The study found that participants in the BUP group had lower proportions of opioid-positive urine test results at weeks 4 and 8 but not at week 12 (p = 0.09). During weeks 1 through 12, participants in the BUP group reported less opioid use (p = 0.001), less injecting (p = 0.01), and less nonstudy addiction treatment (p = 0.001). The design and clinical results of the study have been reported previously.3 Participants on average were 19 years of age, had used opioids for 2.5 years, and had preference-weighted health status scores that averaged 0.50. Heroin was the main substance used for 41% of participants, opiate analgesics for 26%, and poly-drug for 8%. There were no significant differences between the groups for any of the baseline characteristics.
Cost measurement
Study outpatient treatment program costs were derived from the therapy and medications delivered in the participating outpatient programs. Buprenorphine and naloxone were valued based on wholesale acquisition cost; prices for other pharmaceuticals that patients received were based on adjusted average wholesale price. 9 Drug administration and counseling were valued by use of average unit costs derived from surveys that used the methods of the substance abuse services cost analysis program (SASCAP)10 which we administered to the study outpatient treatment programs in early 2006. Resulting cost estimates were $27, $9, and $30 per individual, group, and family therapy session and $74, and $22 for BUP administration during the induction and maintenance phases.
Medical service use incurred outside the study treatment programs was derived from self-report. Non-medical services were derived from self-reported travel time to therapy sessions, school attendance, workforce participation, and criminal behavior. These measures were collected at baseline, weeks 4, 8, and 12, and months 6, 9, and 12. We valued the medical service use based on the mean of reimbursements and out-of-pocket expenditures for beneficiaries aged 12–25 years with addictive disorders derived from the 2003 MEDSTAT MarketScan database
Per-person costs are then computed by summing across the multiplication of the units of service times their unit prices. All costs were based on U.S. prices and health care expenses and adjusted by the consumer price index to reflect 2006 U.S. dollars. [Price weights are available upon request]
Measures of effectiveness
The primary clinical effectiveness endpoint is a measure of the time free of opioids, which we refer to as opioid-free years. This measure is based on the urine test results during weeks 1 through 12 and months 6, 9 and 12. The primary economic effectiveness endpoint is a measure that captures both the duration of life and the quality of life, the quality-adjusted life year (QALY).

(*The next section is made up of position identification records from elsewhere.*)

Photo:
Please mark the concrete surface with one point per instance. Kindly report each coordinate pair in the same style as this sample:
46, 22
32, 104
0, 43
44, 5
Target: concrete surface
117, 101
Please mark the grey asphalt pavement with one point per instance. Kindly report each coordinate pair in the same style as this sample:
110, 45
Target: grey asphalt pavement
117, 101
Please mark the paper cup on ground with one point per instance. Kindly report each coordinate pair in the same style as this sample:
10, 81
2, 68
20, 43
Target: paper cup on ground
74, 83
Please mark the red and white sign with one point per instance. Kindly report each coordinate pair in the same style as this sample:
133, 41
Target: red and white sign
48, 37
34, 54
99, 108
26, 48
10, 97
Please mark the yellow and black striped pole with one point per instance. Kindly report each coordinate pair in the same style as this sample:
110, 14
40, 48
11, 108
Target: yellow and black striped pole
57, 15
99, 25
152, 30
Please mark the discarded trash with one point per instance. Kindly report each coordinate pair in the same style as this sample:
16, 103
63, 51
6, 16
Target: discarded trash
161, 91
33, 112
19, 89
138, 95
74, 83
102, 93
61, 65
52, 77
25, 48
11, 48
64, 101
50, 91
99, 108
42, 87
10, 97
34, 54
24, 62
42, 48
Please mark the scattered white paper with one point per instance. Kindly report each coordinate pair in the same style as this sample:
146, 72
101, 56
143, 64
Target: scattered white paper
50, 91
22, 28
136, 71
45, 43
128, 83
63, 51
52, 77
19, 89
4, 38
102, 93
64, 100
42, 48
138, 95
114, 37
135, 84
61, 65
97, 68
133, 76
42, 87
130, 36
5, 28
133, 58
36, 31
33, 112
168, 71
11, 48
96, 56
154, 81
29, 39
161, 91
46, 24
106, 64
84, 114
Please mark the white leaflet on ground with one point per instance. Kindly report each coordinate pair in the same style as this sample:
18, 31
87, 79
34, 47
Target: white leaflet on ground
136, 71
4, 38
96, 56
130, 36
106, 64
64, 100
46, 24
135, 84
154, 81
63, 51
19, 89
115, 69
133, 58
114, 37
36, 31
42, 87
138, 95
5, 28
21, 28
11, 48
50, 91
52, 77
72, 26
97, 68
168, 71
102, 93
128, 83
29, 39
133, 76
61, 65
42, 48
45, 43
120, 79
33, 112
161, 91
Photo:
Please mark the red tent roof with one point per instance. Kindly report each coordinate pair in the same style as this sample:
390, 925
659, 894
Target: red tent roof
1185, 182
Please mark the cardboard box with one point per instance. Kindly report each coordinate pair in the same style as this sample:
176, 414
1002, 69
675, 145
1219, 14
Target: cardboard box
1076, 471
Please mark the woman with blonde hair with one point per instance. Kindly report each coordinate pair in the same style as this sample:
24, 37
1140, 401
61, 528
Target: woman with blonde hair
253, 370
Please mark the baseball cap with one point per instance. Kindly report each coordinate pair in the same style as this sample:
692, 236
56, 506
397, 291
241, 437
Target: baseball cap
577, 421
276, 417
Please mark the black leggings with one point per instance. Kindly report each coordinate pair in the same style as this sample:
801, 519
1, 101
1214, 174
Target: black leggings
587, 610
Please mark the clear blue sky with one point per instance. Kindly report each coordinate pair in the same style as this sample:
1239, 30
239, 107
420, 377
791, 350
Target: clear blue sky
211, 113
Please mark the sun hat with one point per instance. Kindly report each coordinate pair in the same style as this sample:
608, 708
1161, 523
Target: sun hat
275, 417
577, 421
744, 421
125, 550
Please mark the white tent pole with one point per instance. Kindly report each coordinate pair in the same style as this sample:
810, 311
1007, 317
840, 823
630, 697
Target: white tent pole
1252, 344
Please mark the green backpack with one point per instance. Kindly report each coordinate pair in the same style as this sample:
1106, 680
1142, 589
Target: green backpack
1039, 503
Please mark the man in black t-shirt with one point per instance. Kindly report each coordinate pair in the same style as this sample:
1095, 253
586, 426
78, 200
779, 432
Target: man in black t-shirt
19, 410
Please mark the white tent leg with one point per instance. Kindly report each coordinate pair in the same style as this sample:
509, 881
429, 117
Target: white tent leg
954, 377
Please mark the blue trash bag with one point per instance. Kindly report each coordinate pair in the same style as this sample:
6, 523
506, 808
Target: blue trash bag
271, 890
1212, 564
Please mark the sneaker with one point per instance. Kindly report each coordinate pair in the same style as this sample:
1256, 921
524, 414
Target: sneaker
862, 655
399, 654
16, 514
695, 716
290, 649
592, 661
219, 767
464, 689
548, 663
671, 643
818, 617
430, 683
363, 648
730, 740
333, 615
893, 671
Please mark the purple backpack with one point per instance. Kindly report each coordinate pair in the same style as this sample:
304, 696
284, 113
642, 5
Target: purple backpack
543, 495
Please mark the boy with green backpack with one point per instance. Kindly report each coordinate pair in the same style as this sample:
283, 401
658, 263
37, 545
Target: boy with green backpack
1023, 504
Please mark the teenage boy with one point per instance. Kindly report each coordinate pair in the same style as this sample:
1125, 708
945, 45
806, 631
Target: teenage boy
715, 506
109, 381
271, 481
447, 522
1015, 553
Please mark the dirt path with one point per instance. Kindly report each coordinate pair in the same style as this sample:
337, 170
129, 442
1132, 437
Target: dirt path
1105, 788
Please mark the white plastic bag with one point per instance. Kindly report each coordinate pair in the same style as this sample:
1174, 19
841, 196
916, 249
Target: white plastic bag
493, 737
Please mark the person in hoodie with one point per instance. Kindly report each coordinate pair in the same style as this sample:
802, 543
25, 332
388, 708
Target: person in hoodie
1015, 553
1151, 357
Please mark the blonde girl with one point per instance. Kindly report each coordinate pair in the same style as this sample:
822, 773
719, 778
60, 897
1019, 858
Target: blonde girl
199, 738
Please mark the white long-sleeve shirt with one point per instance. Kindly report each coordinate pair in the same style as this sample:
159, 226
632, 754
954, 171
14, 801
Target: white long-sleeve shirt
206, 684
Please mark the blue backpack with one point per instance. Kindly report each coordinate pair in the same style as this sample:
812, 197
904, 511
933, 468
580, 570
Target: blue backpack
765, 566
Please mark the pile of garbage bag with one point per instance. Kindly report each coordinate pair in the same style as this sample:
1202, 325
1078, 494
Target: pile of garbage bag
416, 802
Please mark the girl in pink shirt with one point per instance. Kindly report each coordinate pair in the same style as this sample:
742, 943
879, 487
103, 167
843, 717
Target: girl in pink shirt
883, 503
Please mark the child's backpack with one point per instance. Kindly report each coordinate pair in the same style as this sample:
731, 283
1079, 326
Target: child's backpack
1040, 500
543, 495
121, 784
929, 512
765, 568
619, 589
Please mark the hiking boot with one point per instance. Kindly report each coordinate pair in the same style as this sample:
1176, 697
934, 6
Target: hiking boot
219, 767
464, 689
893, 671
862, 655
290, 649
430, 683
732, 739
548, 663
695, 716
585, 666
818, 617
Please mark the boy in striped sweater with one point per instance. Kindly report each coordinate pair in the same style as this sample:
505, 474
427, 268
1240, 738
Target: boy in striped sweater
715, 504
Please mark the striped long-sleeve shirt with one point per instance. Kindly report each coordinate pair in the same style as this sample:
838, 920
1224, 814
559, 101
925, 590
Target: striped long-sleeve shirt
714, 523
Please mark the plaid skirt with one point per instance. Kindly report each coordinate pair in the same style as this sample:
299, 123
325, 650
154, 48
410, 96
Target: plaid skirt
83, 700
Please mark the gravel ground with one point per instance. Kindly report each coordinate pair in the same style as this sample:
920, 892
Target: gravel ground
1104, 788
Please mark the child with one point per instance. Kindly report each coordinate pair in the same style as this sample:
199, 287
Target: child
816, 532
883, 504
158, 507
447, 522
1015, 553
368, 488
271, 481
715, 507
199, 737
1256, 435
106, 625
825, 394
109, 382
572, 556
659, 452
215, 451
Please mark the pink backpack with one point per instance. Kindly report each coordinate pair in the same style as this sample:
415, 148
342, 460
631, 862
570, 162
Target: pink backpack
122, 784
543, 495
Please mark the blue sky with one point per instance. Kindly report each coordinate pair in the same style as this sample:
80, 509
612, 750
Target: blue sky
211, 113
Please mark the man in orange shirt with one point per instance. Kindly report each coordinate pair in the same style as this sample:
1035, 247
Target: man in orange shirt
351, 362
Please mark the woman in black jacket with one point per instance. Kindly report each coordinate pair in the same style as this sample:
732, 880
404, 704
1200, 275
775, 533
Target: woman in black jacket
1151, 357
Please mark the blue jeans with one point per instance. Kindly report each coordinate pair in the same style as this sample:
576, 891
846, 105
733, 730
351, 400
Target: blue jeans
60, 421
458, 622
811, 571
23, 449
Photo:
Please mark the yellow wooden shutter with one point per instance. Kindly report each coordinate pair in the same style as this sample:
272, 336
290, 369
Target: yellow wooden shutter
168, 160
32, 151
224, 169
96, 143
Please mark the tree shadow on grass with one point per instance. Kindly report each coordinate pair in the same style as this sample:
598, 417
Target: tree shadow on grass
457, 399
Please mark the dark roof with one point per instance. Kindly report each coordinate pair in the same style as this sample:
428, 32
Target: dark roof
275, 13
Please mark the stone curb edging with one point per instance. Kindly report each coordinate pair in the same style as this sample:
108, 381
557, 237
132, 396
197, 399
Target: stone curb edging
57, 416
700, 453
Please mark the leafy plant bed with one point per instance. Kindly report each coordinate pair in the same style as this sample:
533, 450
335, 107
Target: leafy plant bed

Given that there was only one death in the study, this measure primarily reflects the preference-weighted results of the EQ-5D, 11,12 a generic instrument for measuring health-related quality of life, that was administered at weeks 4, 8, and 12, and months 6, 9, and 12. The preference-weighted EQ-5D produces a score between −0.594 and 1 that reflects a preference for the respondent’s current health state. −0.594 is the preference for the fully dysfunctional health state (worse than death) and 1 is the preference for the fully functional health state.
Cost-effectiveness
Our primary outcomes are from the perspective of the payer: the 1-year direct medical cost per QALY and the 1-year direct medical costs per opioid-free year. Direct medical costs include the costs of the study outpatient treatment program-provided therapy and buprenorphine-naloxone, as well as all medical costs incurred outside the treatment program. The incremental cost per QALY ratio allows for broader economic interpretation because the effectiveness measure is a final outcome and permits comparisons across diseases and interventions. The incremental cost per opioid-free year ratio allows for more specific interpretation within the substance abuse treatment field.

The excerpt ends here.